|
Art: Four Galleries Present Group Exhibitions
Weekend, The New York Times, Friday, September 9, 1983
By Vivien Raynor
Some group shows, like those now at Davis & Langdale, 746 Madison Avenue, at 65th Street, and Schoelkopf, 825 Madison Avenue, at 69th Street, are essentially profiles of the galleries' stables. Others are composed around themes, as in "Paintings of the 50s" at Marilyn Pearl, 38 East 57th Street, while still others are miscellanies -- for example, the collection of 19th- and 20th-century prints at Fitch-Febvrel, 5 East 57th Street.
But any way it is sliced, the group show generally demands more of viewers than the carefully orchestrated solo does, just in the way it can temporarily alter the balance of esthetic power. Major reputations represented by so-so works can be outstripped by minor figures doing their best, and even obscurities can be stars for a while. Between-season groups aren't exactly flea markets, but they are welcome touches of anarchy in the otherwise stringently regulated world of art.
..................................................................................................................................
These painters [previously mentioned] can be taken in at a glance, if need be, but not so the three dozen or so printmakers at Fitch-Febvrel, who come from both sides of the Atlantic and range from Symbolists like Odilon Redon to contemporary landscapists such as Gunnar Norrman. Still, for those who are not print specialists, most of the names will be obscure, and it isn't always possible to estimate the period they are working in either. A large etched landscape where mountains have metamorphosed into fortresses, a stagnant river winding between them, is a fantasy not of the 19th century, but of the 1970's. Moreover, its author is not German, but a young French-Moroccan, Erik Desmazières.
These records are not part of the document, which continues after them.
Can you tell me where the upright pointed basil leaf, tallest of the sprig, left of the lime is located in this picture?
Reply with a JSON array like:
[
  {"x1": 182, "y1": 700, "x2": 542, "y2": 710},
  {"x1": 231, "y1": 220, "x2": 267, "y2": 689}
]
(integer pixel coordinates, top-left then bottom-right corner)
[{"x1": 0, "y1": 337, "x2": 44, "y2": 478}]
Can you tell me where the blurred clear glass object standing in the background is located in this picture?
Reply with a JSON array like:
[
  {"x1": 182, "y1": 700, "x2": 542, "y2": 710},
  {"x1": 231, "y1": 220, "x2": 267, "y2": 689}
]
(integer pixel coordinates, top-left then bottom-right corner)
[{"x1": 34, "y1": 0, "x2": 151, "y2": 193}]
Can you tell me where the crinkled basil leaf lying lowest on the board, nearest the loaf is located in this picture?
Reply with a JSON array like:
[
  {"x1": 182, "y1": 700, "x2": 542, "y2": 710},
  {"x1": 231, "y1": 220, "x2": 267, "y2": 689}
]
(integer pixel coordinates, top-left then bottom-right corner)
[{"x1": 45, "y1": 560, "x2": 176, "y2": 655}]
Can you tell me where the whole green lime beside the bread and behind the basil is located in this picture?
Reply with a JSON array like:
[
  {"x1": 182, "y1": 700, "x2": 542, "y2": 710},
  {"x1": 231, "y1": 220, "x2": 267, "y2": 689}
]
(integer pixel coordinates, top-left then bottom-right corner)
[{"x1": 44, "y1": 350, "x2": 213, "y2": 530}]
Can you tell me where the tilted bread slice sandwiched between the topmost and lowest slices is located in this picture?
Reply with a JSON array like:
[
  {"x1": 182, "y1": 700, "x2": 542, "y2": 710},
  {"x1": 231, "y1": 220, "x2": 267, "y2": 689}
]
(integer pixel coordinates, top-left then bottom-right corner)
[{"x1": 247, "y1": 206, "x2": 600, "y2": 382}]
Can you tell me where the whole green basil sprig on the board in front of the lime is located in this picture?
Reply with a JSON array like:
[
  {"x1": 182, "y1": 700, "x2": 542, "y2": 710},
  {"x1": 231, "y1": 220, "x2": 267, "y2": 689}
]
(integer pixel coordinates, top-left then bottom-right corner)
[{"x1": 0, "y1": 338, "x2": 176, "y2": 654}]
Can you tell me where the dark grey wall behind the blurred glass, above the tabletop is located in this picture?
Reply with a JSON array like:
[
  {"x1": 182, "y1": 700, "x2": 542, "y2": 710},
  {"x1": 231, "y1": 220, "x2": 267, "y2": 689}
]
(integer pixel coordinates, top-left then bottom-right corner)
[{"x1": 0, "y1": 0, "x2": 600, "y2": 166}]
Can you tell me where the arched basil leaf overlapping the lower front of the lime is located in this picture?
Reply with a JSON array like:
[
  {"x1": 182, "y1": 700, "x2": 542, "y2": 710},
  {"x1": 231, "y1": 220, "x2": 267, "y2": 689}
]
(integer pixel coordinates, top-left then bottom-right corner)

Other strangers to this observer are Mark Whitcombe and Peri Schwartz. Mr. Whitcomb's hand-colored etching of a crumbling house teeming with figures and laundry lines, and with an equally ramshackle sailboat perched on its roof, is reminiscent of the whimsies of the British cartoonist Emmett. By contrast, Miss Schwartz's dramatic black-and-white monotype of a potted philodendron is a rare exercise in blunt realism.
All in all, there is a strangely remote quality to these prints, but for sheer weirdness you have to go back to the end of the previous century -- to items like Max Klinger's nude nymphet swinging in mottled aquatinted space or Richard Müller's etching "Rivalen." Epitomizing the salacious side of the Belle Epoque life, this is a well-drawn image of a woman, naked save for stockings and garters, reclining between two birds her own size on a nest made from Art Nouveau whiplashes. Though not without its clinkers, this is an engrossing show.